It’s hard to believe it’s already been over a month since my last update.
I’m still plugging away at the Coursera Data Science Specialization. I’m just finishing up the third course, Getting and Cleaning Data.
The first course, The Data Scientist’s Toolbox, was essentially a brief overview of the data science field along with some of the tools involved. It didn’t have much depth (by design), but it was interesting, and a good course for getting one’s feet wet.
The second course was titled R Programming. R Programming was a pretty painful course. The lectures didn’t really prepare me for the difficulty of the assignments, and the bizarre syntax of the R programming language didn’t help things either. But don’t let that discourage you; the forums were very helpful and filled in the gaps, and I certainly learned a good amount about R for such a short Course. The Course also makes use of Swirl, which is an R package that includes a series of interactive R tutorials. Swirl, which was an optional part of the course, was a nice touch and you can get extra credit for completing the prescribed modules. That syntax though; ugh. I think I might end up being a Python man, but who knows.
The third course is somewhat neat; I’ve never taken a course like this so it’s certainly been a unique experience. The vast number of R packages dedicated to making reading and cleansing data is also impressive, and I can see why so many prefer R for data science.
I’m hoping that the fourth course, Exploratory Data Analysis, will be more interesting than the second and third courses.

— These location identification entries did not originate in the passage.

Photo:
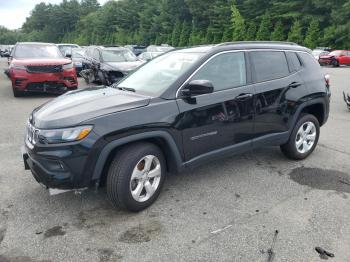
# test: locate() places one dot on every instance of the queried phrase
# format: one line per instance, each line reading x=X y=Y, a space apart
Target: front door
x=223 y=118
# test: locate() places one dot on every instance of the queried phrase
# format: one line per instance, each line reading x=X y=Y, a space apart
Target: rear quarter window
x=293 y=61
x=309 y=61
x=269 y=65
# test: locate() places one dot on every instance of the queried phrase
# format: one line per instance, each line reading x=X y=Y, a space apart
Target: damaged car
x=347 y=99
x=108 y=65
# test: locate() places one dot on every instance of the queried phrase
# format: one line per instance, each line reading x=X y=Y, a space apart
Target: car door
x=224 y=118
x=274 y=80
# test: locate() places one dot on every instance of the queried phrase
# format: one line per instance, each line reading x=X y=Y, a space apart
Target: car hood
x=326 y=56
x=75 y=107
x=40 y=61
x=124 y=66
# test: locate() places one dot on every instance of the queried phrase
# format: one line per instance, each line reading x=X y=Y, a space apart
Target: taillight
x=327 y=79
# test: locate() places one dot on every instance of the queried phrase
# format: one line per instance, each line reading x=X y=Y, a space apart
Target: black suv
x=183 y=108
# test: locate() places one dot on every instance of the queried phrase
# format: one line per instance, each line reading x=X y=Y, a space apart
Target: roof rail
x=258 y=42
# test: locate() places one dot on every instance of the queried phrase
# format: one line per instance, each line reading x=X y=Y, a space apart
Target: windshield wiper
x=127 y=89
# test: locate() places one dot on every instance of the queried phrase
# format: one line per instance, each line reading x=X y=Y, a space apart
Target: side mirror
x=197 y=87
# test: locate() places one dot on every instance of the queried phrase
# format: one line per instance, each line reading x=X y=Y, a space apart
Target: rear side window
x=269 y=65
x=309 y=61
x=96 y=54
x=293 y=61
x=225 y=71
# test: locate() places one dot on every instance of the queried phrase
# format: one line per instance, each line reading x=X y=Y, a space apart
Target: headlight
x=67 y=66
x=17 y=67
x=65 y=135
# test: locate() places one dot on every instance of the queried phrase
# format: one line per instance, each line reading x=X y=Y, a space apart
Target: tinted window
x=96 y=55
x=294 y=62
x=309 y=61
x=269 y=65
x=224 y=71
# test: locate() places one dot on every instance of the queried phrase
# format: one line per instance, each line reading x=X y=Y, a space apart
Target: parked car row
x=40 y=67
x=328 y=57
x=44 y=67
x=177 y=111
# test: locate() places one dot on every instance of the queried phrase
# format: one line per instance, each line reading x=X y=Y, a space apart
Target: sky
x=13 y=13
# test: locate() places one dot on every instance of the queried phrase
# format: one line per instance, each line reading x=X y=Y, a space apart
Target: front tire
x=136 y=176
x=304 y=138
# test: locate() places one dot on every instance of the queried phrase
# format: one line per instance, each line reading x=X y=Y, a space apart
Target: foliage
x=186 y=22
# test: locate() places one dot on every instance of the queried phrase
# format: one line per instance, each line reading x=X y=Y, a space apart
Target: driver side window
x=225 y=71
x=96 y=55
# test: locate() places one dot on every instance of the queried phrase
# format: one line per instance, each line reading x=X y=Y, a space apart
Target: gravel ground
x=228 y=210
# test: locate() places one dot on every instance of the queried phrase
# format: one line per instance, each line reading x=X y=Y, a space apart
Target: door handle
x=244 y=96
x=294 y=85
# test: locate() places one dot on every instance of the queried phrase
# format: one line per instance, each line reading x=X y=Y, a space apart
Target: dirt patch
x=2 y=234
x=142 y=233
x=19 y=259
x=54 y=231
x=100 y=217
x=321 y=179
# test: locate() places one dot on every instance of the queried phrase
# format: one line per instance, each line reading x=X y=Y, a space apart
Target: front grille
x=32 y=134
x=50 y=86
x=45 y=69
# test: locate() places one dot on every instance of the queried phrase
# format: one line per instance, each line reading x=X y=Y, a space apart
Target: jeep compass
x=40 y=67
x=183 y=108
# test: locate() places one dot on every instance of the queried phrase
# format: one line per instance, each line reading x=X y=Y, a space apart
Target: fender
x=320 y=100
x=176 y=156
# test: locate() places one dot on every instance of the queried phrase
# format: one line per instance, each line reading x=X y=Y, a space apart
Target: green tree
x=296 y=33
x=238 y=24
x=185 y=34
x=312 y=34
x=176 y=34
x=264 y=32
x=251 y=32
x=278 y=32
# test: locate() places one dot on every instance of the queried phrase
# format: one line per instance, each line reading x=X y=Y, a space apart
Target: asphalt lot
x=228 y=210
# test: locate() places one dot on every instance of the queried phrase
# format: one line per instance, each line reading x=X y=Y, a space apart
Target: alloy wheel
x=305 y=138
x=145 y=178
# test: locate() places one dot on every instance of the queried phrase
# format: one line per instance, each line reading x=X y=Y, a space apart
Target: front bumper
x=44 y=82
x=59 y=167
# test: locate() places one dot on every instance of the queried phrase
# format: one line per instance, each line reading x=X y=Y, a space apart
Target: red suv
x=40 y=67
x=336 y=58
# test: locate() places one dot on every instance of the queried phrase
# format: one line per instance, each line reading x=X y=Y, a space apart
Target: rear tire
x=304 y=138
x=136 y=176
x=17 y=93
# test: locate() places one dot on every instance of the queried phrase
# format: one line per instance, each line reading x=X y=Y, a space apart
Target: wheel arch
x=317 y=107
x=161 y=138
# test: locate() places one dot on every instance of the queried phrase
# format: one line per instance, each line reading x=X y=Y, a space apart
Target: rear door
x=223 y=118
x=274 y=78
x=347 y=57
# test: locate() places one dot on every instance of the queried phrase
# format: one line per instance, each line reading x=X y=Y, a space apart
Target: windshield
x=317 y=52
x=66 y=48
x=157 y=76
x=78 y=53
x=118 y=56
x=336 y=53
x=37 y=51
x=162 y=49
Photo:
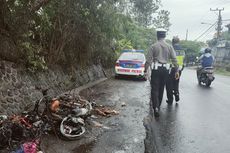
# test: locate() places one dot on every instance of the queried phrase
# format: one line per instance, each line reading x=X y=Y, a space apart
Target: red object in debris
x=55 y=105
x=30 y=147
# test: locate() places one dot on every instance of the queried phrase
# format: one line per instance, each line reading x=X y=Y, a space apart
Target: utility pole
x=219 y=22
x=186 y=35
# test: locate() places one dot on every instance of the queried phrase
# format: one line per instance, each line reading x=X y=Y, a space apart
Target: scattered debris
x=66 y=113
x=105 y=111
x=123 y=104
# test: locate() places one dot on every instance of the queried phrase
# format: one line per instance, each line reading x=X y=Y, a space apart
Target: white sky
x=188 y=14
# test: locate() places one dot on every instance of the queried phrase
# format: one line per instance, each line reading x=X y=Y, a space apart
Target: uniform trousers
x=158 y=81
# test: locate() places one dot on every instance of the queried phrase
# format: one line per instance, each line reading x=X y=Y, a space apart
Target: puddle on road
x=85 y=148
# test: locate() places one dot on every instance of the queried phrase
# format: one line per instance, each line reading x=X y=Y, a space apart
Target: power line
x=206 y=31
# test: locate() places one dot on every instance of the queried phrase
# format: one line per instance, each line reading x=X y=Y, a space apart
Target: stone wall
x=19 y=88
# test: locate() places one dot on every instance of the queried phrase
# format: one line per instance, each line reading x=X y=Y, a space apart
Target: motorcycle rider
x=172 y=85
x=206 y=60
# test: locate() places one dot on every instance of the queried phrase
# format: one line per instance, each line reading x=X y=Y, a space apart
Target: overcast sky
x=188 y=14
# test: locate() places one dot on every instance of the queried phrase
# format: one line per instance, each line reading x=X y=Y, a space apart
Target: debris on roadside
x=105 y=111
x=123 y=104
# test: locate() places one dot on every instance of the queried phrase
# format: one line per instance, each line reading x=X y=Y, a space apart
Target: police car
x=132 y=63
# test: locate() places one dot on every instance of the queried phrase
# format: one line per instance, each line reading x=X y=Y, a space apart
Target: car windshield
x=132 y=56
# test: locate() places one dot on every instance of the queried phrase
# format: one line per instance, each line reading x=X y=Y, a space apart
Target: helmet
x=175 y=40
x=161 y=33
x=207 y=50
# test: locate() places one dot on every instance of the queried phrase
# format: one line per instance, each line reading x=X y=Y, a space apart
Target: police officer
x=159 y=57
x=172 y=84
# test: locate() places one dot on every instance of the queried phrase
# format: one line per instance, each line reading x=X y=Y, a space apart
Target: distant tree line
x=39 y=33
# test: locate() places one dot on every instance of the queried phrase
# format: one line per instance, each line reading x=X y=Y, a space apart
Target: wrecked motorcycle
x=65 y=114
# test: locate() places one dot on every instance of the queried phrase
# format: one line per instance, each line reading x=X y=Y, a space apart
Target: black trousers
x=158 y=80
x=172 y=85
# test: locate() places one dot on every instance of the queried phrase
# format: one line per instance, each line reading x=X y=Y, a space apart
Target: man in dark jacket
x=159 y=57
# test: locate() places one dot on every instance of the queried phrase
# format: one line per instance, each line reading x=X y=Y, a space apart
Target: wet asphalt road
x=199 y=123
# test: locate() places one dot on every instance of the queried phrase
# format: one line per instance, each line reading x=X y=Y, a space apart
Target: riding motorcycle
x=205 y=75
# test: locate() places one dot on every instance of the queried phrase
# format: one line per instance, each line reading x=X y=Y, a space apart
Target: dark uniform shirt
x=161 y=52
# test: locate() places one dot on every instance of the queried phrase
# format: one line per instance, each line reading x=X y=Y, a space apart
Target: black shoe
x=169 y=102
x=177 y=97
x=156 y=112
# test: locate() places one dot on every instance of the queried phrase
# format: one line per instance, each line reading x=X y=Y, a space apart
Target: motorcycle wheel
x=70 y=130
x=208 y=83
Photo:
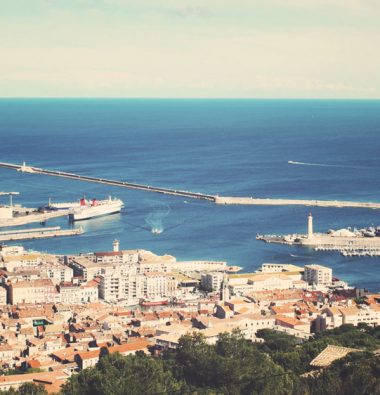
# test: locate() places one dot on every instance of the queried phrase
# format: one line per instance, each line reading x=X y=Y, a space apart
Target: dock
x=125 y=184
x=34 y=216
x=220 y=200
x=39 y=233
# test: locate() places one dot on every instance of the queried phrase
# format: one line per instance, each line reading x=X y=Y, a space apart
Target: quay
x=17 y=231
x=40 y=233
x=221 y=200
x=363 y=242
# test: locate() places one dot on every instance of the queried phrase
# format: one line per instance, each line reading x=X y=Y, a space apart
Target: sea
x=225 y=147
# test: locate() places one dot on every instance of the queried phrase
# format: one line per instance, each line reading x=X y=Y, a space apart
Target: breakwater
x=39 y=233
x=123 y=184
x=221 y=200
x=300 y=202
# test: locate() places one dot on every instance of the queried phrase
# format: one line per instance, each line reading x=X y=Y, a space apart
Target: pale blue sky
x=175 y=48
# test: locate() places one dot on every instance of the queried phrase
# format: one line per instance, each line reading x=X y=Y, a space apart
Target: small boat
x=154 y=302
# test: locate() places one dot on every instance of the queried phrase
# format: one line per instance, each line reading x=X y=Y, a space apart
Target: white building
x=10 y=262
x=74 y=294
x=3 y=296
x=212 y=281
x=317 y=275
x=56 y=272
x=35 y=291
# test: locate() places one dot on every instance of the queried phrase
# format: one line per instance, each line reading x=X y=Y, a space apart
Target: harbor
x=38 y=233
x=347 y=241
x=27 y=216
x=220 y=200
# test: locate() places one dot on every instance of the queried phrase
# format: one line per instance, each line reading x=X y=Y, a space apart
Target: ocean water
x=226 y=147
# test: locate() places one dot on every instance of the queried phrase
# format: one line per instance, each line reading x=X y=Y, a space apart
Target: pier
x=33 y=216
x=221 y=200
x=38 y=233
x=296 y=202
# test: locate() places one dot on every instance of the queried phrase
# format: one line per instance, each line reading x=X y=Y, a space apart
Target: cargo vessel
x=96 y=208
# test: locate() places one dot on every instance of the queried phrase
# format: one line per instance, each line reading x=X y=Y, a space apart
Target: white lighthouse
x=116 y=245
x=310 y=226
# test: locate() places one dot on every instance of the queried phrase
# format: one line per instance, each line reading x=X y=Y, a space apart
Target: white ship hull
x=101 y=208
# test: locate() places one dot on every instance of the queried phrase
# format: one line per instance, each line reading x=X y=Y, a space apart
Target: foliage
x=27 y=389
x=235 y=366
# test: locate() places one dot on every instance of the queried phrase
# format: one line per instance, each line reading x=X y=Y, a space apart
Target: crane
x=10 y=194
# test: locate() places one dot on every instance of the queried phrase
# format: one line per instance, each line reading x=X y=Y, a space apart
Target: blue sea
x=226 y=147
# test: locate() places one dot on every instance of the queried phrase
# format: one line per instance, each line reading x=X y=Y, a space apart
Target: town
x=59 y=312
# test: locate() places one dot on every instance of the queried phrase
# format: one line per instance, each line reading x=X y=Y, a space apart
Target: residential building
x=34 y=291
x=318 y=275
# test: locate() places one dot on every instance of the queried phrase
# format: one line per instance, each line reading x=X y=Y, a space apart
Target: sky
x=190 y=49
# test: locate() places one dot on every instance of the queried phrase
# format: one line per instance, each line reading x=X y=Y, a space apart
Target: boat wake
x=155 y=218
x=292 y=162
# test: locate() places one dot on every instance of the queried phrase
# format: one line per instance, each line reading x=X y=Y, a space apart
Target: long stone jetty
x=222 y=200
x=40 y=233
x=298 y=202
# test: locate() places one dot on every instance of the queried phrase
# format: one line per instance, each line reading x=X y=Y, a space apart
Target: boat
x=154 y=302
x=96 y=208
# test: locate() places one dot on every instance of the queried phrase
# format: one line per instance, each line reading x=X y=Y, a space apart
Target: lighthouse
x=310 y=226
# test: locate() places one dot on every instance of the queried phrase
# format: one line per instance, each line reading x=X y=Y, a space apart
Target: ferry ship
x=96 y=208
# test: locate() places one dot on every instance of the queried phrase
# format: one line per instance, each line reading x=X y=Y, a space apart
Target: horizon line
x=179 y=98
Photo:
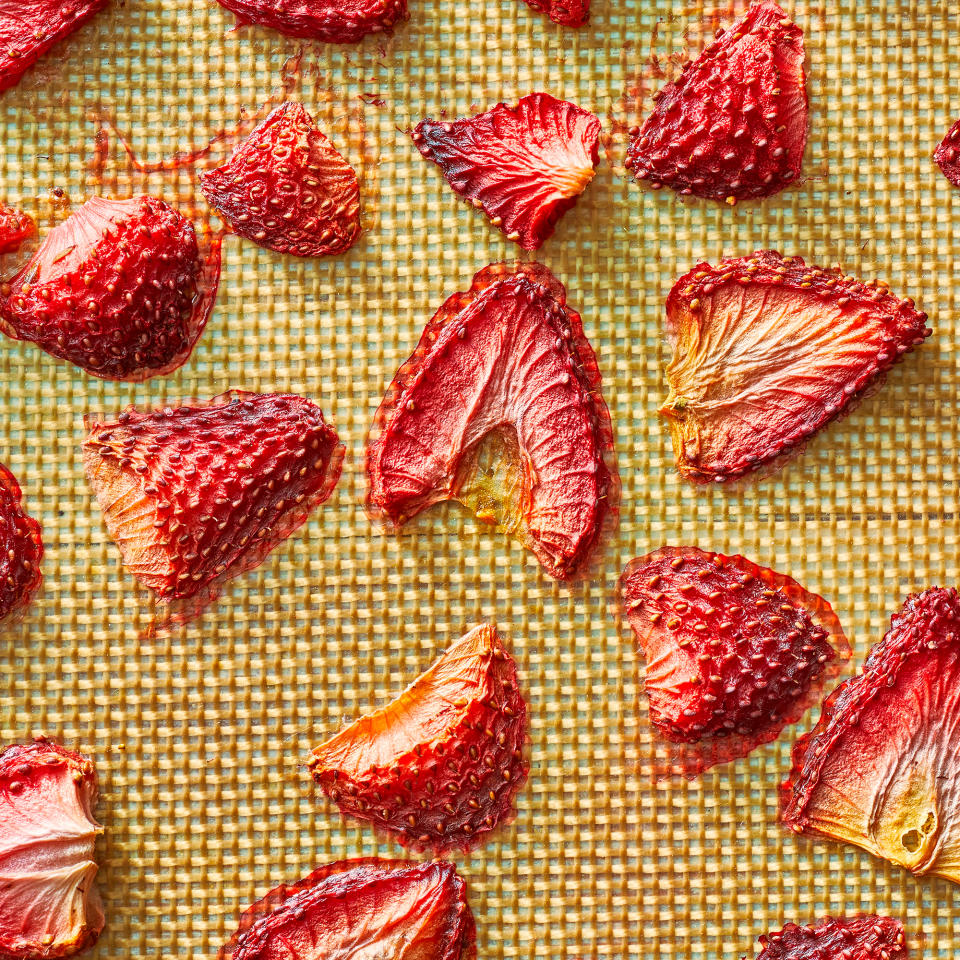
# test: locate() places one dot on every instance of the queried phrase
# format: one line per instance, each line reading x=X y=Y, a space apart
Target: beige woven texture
x=200 y=738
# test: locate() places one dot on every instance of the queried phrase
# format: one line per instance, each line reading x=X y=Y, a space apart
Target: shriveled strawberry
x=119 y=289
x=767 y=351
x=881 y=768
x=367 y=907
x=499 y=407
x=196 y=495
x=441 y=764
x=734 y=651
x=286 y=188
x=734 y=125
x=524 y=166
x=49 y=906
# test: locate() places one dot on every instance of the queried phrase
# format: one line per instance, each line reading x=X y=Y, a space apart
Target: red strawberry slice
x=524 y=166
x=734 y=125
x=734 y=651
x=767 y=351
x=441 y=764
x=119 y=289
x=196 y=495
x=500 y=408
x=881 y=769
x=49 y=906
x=286 y=188
x=361 y=908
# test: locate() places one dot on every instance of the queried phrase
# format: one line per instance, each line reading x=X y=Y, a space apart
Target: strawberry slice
x=286 y=188
x=767 y=351
x=734 y=125
x=196 y=495
x=361 y=908
x=880 y=769
x=734 y=651
x=49 y=906
x=500 y=408
x=441 y=764
x=524 y=166
x=119 y=289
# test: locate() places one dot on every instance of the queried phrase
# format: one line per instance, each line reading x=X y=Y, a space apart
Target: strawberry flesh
x=767 y=351
x=286 y=188
x=524 y=166
x=734 y=125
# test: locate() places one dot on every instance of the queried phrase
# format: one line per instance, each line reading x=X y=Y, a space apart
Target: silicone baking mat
x=200 y=737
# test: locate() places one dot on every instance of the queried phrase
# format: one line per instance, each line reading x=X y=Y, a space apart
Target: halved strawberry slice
x=49 y=906
x=767 y=351
x=361 y=908
x=119 y=289
x=500 y=408
x=881 y=769
x=734 y=125
x=734 y=651
x=286 y=188
x=524 y=166
x=441 y=764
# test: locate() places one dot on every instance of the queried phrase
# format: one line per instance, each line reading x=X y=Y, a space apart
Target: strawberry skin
x=767 y=351
x=734 y=125
x=286 y=188
x=524 y=166
x=199 y=494
x=49 y=906
x=441 y=764
x=734 y=651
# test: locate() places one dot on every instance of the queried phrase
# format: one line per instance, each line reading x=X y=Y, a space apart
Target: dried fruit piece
x=734 y=651
x=353 y=908
x=286 y=188
x=500 y=408
x=196 y=495
x=880 y=770
x=524 y=166
x=733 y=126
x=119 y=289
x=441 y=764
x=767 y=351
x=49 y=906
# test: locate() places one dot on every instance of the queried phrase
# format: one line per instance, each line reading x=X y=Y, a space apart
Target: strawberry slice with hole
x=767 y=351
x=881 y=769
x=49 y=906
x=734 y=651
x=361 y=908
x=500 y=408
x=524 y=166
x=733 y=126
x=286 y=188
x=440 y=765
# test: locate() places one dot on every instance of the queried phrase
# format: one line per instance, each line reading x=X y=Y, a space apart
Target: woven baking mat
x=200 y=737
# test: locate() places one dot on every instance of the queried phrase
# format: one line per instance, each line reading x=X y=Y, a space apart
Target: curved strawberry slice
x=524 y=166
x=500 y=408
x=367 y=908
x=767 y=351
x=441 y=764
x=49 y=906
x=734 y=651
x=286 y=188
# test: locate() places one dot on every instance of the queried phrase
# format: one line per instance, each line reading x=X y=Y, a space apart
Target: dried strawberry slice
x=524 y=166
x=500 y=408
x=734 y=651
x=286 y=188
x=49 y=906
x=767 y=351
x=441 y=764
x=367 y=907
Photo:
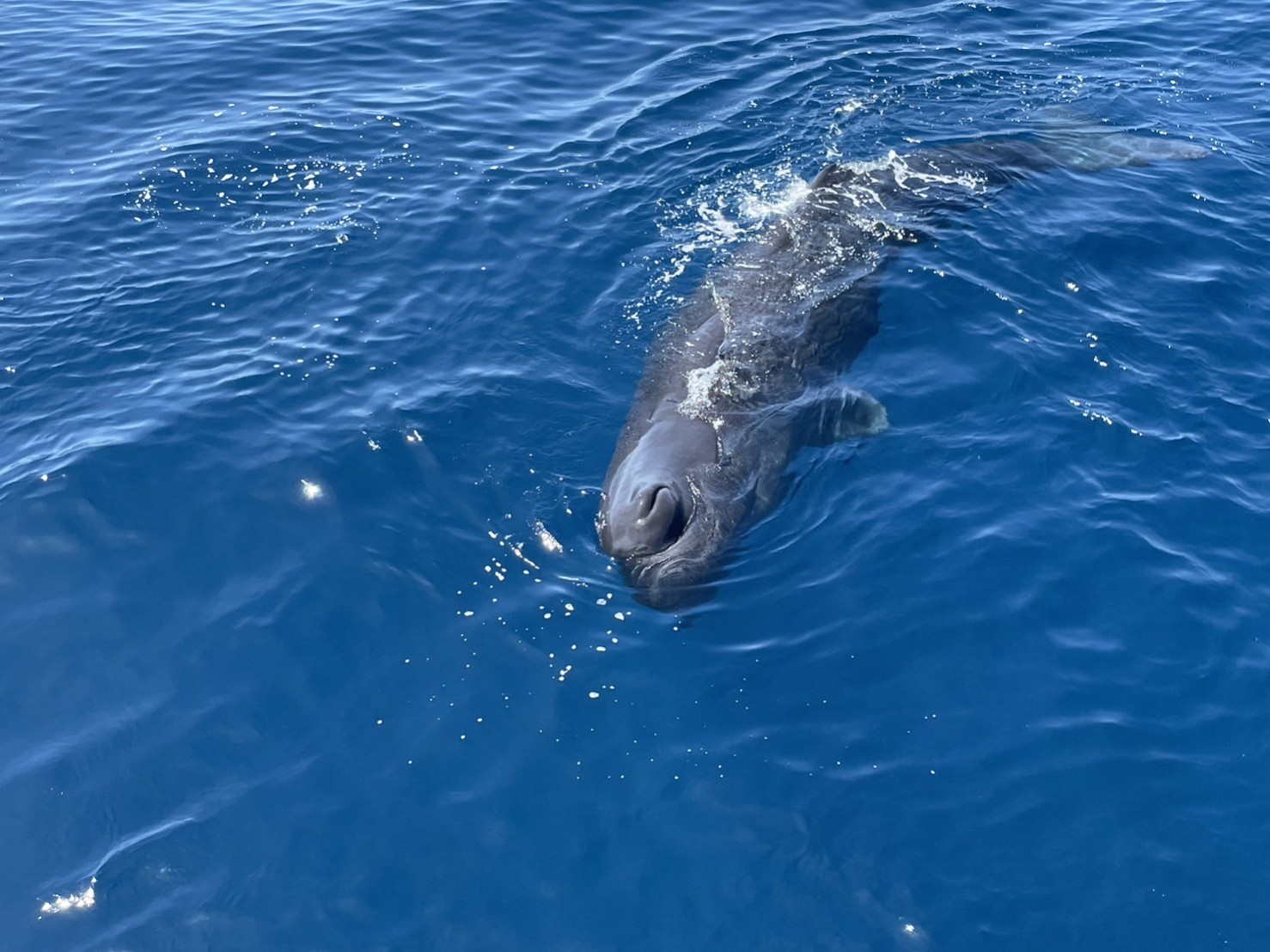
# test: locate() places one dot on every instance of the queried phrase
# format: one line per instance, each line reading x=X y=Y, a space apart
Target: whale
x=754 y=367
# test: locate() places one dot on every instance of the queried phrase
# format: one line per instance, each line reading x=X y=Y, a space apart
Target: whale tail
x=1068 y=141
x=1094 y=149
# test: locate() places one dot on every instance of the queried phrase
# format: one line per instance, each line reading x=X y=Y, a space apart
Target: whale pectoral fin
x=845 y=414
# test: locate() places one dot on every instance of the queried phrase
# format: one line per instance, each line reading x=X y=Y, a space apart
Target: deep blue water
x=318 y=324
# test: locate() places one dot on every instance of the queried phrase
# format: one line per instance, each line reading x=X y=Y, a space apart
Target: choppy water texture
x=318 y=324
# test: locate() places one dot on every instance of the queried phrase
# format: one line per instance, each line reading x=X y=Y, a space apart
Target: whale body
x=751 y=369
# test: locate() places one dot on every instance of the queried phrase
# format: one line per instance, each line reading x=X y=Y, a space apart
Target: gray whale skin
x=751 y=369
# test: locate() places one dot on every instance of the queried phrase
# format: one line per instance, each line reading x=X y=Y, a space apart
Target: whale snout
x=650 y=522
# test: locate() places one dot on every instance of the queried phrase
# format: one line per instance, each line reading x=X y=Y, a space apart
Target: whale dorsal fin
x=833 y=177
x=844 y=414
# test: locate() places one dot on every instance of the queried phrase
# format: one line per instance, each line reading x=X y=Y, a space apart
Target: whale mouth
x=663 y=518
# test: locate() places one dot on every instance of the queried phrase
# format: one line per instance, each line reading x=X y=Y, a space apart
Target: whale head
x=669 y=510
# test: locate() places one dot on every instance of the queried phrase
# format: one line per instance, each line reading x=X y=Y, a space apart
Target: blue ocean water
x=318 y=324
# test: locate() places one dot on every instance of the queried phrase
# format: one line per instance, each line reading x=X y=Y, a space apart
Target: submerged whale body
x=751 y=369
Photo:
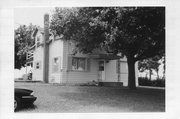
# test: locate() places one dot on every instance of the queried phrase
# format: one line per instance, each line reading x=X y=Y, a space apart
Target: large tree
x=136 y=32
x=22 y=40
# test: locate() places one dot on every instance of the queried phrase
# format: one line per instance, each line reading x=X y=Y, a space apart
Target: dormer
x=38 y=35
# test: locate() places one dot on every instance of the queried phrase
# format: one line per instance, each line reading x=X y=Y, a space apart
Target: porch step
x=111 y=84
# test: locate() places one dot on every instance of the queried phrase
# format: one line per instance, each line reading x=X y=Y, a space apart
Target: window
x=79 y=64
x=56 y=64
x=38 y=42
x=37 y=65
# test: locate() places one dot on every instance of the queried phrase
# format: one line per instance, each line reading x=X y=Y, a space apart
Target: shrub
x=146 y=82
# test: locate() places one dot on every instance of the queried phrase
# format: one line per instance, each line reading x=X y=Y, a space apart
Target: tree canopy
x=136 y=32
x=23 y=40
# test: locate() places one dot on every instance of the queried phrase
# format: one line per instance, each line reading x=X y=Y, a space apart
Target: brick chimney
x=46 y=49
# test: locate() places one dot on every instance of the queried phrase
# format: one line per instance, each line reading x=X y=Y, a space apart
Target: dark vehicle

On the school front, I’ve managed to get accepted into UTSA’s M.S. in Statistics and Data Science program (formally M.S. in Applied Statistics). I’m hoping to learn a lot, and of course, a master’s degree will certainly not hurt my employment prospects (I’ve noticed that many data science job postings require an advanced degree, and that the majority of them prefer candidates with one). The focus of the degree is certainly statistics; and the program appears to be very comprehensive. I think at this point I would prefer it that way, as I’ve heard employers prefer those educated in STEM rather than data science itself. Universities teaching data science is also very new, and the value of data science courses aren’t yet proven (but I’m not saying they’re without value). I also think I’ll be able to pick up most of the data science pieces on my own, through online courses and work experience; I’ll use my traditional coursework to build theoretical foundations, as I’ve already been doing up to this point.
Unfortunately, the program doesn’t start until next fall. But, at least there are a vast number of online courses available to keep me busy in the meantime.